Дон Санчо понял, что его сестра находится в сильном нервном возбуждении и что он только ухудшит ее и без того болезненное состояние, если не исполнит ее желания, поэтому он не стал возражать, а охотно пошел навстречу ее прихоти.

— Если так, милая Клара, — сказал он, — я воспользуюсь случаем, чтобы разузнать кое о чем.

— Разузнать? О чем же, брат мой? Я живу очень уединенно, как ты, верно, заметил; не думаю, чтобы я была в состоянии исполнить твое желание… Однако все-таки скажи.

— Ты знаешь, сестра, что я приехал на Эспаньолу только четыре дня тому назад и в первый раз.

— Это правда, ведь ты никогда не бывал на этом острове… Как ты его находишь?

— И ужасным, и восхитительным; ужасным в отношении путей сообщения и восхитительным по местоположению.

— Действительно, дороги не очень удобны.

— Скажи лучше, что их нет вовсе.

— Ты строг.

— Нет, не строг, а только справедлив; если бы ты видела, какие превосходные дороги у нас в Мексике, ты бы согласилась со мной… Но речь не о том.

— А о чем?

— О той вещи, что я хотел тебя спросить.

— Это правда, я и забыла… Говори же, я слушаю тебя.

— Представь себе, когда я отправился сюда из Веракруса, все, кому я говорил о своем отъезде, непременно отвечали мне: «А-а, вы едете на Эспаньолу, сеньор дон Санчо Пеньяфлор? Гм! Берегитесь!» На корабле, на котором я плыл, я постоянно слышал, как офицеры перешептывались между собой: «Будем остерегаться!» Наконец я приехал в Санто-Доминго. Первое, что я сделал, как я уже сказал, — это отправился к графу Безару, твоему супругу.
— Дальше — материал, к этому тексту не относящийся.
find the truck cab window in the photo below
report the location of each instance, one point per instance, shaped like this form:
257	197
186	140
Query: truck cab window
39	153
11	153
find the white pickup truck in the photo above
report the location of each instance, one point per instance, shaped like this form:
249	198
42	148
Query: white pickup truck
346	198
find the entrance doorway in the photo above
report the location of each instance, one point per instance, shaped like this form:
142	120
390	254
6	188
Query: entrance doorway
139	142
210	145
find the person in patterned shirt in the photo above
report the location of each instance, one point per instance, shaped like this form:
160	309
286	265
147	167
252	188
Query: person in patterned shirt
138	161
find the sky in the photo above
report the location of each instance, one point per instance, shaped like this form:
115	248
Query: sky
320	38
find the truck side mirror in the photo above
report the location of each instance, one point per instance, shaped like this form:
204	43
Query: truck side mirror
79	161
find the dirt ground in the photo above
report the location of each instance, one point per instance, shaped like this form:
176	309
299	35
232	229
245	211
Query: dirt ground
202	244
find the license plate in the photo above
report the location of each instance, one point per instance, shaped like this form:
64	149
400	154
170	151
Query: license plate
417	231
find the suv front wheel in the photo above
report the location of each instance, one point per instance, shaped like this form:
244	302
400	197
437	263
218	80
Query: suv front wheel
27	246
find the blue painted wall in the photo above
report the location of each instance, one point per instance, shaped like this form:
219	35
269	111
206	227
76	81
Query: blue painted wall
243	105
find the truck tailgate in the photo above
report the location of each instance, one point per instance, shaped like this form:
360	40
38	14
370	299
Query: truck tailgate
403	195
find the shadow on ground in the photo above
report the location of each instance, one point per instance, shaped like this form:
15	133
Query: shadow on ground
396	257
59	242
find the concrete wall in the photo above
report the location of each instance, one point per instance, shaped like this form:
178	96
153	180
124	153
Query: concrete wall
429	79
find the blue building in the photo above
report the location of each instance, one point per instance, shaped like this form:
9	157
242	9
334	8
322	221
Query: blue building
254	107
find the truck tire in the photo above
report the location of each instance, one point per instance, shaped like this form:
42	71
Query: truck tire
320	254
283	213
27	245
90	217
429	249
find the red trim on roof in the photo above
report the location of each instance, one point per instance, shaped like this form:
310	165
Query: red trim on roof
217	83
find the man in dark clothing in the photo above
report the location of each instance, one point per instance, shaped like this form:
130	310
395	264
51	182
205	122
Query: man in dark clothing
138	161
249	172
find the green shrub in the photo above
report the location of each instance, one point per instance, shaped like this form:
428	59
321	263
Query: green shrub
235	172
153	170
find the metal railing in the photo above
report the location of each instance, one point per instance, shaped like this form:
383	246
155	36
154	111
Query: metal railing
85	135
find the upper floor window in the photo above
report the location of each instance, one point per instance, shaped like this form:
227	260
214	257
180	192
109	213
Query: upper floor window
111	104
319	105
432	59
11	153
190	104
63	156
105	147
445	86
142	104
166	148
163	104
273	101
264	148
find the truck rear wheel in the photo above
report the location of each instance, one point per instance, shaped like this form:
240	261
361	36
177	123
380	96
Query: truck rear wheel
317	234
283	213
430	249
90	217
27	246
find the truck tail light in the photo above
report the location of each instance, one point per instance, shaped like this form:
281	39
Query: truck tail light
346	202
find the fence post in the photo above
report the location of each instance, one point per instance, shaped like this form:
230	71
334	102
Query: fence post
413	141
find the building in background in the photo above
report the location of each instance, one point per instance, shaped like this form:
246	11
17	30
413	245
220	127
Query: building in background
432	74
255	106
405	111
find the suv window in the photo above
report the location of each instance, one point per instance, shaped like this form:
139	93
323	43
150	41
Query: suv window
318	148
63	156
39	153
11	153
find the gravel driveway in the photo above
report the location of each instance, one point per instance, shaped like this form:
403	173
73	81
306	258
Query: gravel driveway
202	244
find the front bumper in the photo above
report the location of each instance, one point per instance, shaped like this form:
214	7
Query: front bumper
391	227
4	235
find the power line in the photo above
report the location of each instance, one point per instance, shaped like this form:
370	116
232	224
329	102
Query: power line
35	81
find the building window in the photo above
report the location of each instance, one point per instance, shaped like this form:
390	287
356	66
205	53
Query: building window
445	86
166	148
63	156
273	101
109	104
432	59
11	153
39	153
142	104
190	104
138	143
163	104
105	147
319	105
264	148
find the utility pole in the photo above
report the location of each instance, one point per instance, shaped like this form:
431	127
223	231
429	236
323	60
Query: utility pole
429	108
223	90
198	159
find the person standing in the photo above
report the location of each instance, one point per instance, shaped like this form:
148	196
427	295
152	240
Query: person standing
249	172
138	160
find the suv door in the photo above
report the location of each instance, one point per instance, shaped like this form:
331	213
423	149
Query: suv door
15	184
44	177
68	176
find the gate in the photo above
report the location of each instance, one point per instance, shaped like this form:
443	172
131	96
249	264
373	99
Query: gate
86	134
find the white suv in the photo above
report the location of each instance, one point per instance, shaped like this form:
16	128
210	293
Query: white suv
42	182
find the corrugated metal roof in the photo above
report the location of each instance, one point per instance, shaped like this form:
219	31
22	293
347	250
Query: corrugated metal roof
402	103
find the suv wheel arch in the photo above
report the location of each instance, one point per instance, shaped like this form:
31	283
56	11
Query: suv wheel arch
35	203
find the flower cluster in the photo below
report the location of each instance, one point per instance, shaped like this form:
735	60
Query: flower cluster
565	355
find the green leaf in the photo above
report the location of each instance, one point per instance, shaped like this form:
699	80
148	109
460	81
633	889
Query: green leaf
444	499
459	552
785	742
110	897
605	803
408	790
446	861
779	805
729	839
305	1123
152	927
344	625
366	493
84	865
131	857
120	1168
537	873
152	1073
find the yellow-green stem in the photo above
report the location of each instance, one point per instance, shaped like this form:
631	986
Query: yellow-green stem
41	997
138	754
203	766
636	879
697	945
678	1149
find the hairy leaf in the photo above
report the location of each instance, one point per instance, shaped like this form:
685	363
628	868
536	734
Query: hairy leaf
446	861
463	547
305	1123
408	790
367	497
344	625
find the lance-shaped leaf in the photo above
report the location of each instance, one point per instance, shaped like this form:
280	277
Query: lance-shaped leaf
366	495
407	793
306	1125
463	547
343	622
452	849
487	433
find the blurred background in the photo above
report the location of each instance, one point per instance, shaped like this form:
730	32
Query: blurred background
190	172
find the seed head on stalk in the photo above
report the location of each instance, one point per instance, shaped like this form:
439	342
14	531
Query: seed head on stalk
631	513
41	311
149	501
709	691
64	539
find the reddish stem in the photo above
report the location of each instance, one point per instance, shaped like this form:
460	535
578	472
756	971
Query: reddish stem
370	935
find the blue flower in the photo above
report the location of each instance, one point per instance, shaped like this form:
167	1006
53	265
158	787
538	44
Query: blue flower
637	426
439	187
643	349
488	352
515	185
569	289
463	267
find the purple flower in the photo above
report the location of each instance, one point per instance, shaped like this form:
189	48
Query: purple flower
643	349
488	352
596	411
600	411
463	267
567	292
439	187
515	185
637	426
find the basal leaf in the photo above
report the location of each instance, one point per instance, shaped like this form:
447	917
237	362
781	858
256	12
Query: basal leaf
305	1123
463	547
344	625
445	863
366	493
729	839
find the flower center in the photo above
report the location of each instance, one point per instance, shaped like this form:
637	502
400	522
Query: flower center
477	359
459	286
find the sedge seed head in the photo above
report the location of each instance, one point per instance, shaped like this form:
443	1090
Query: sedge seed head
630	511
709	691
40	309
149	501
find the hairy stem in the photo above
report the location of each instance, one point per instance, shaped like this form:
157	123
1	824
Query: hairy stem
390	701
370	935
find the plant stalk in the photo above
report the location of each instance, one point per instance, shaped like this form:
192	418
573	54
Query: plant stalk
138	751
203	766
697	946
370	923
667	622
Он принял меня так хорошо, как только мог это сделать. Но когда я объявил ему о своем намерении поехать к тебе сюда, брови его нахмурились и первым словом его было: «Черт побери! Черт побери! Вы хотите ехать туда? Остерегайтесь, дон Санчо, остерегайтесь!» Это ужас как меня бесило; зловещие предостережения, всегда и везде раздававшиеся в моих ушах, сводили меня с ума… Я не требовал объяснений от твоего мужа, я ничего не добился бы от него, мне хотелось только разъяснить эту зловещую фразу, как только представится случай, и вот он действительно представился, и я прошу тебя объяснить мне эту загадку.

— Я жду, чтобы прежде ты сам мне все объяснил, потому что, признаться, до сих пор я решительно не понимаю, о чем ты рассказываешь.

— Хорошо, дай мне закончить. Как только я отправился в путь с невольниками, которых дал мне твой муж, я увидел, что эти негодяи постоянно вертели головами направо и налево с испуганным видом. В первую минуту я не придал этому большого значения, но сегодня утром я заметил великолепного кабана; мне захотелось выстрелить в него, что, впрочем, я и сделал, — я привез тебе этого кабана. Когда эти черти-негры увидели, что я заряжаю ружье, они бросились на колени передо мной и, с ужасом сложив руки, закричали с самым несчастным видом:

«Остерегайтесь, ваше сиятельство, остерегайтесь!»

«Чего я должен остерегаться?» — вскричал я с раздражением.

«Негодяев, ваше сиятельство, негодяев!»

Я не мог добиться от них другого объяснения, но надеюсь, сестра, что хоть ты-то мне скажешь, кто такие эти страшные негодяи?

Он наклонился к ней. Донна Клара, широко открыв глаза, протянув руки, устремила на него такой страшный взгляд, что он с испугом отступил.

— Негодяи!.. Негодяи… — повторила она два раза сдавленным голосом. — О! Сжалься, брат мой!

Она встала, сделала несколько шагов и без чувств упала на пол.

— Что это значит? — вскричал молодой человек, бросаясь к сестре, чтобы поднять ее.